Michelle Obama a résumé de manière célèbre la devise qui définissait (pour l’essentiel) le style politique de son mari, l’homme politique le plus brillant du Parti démocrate du XXIe siècle, en déclarant : « Quand ils s’abaissent, nous nous élevons. »
Il est bien sûr compréhensible que de nombreux démocrates s’impatientent face à ce principe à un moment où Trump et ses alliés enfreignent toutes les règles élémentaires de la décence personnelle et politique. Je comprends même la logique qui a poussé Barack Obama lui-même à enregistrer récemment des vidéos exhortant les électeurs californiens à adopter une réforme électorale ouvertement antidémocratique afin de contrer les effets d’une manœuvre tout aussi antidémocratique de redécoupage électoral qui a déjà eu lieu au Texas. Lorsque votre adversaire politique recourt fièrement à toutes les ruses possibles et imaginables, y compris des appels ouverts à poursuivre en justice ses ennemis présumés, rester fidèle à ses principes peut sembler être un jeu de dupes.

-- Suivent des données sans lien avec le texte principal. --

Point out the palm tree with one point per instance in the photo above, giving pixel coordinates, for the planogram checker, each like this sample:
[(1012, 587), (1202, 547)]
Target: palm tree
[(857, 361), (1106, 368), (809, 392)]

Mais, dans un autre écho ironique de la première vague de résistance infructueuse contre Trump, le problème avec cette stratégie n’est pas seulement qu’elle est immorale, mais aussi qu’elle risque de se retourner contre ses auteurs. Les électeurs qui veulent un tyran sans scrupules à la Maison Blanche ont déjà un spécimen impressionnant à leur disposition ; à cet égard, du moins, il est difficile de faire mieux que l’original. Et comme le disaient les leaders d’Occupy Wall Street à une époque plus idéaliste, les révolutionnaires qui réussissent ont tendance à gouverner de la même manière qu’ils ont conquis le pouvoir : si les démocrates parvenaient, contre toute attente, à remplacer Trump en l’imitant, il est loin d’être certain qu’ils se montreraient plus fidèles aux principes fondamentaux de la République américaine une fois de retour à la Maison Blanche.
En observant la montée du mouvement woke pendant le premier mandat de Trump, je me sentais impuissant à empêcher ce qui me semblait être un gigantesque accident ferroviaire en gestation. En observant l’ascension de Newsom, Platner et Jones – et les excuses avancées pour les défendre par tout le monde, de Sanders à Spanberger –, je ressens aujourd’hui un sentiment similaire de crainte et d’inévitabilité.
Il fut un temps où la #résistance était woke. Au cours des prochaines années, elle semble prête à devenir soft-woke dans son contenu et soft-Trumpy dans son style. Je n’aurais jamais pensé qu’un jour je ressentirais de la nostalgie pour les erreurs tragiques qui ont contribué à consolider le rôle central de Trump dans la politique américaine, mais cette nouvelle série de faux pas grotesques risque de s’avérer tout aussi autodestructrice.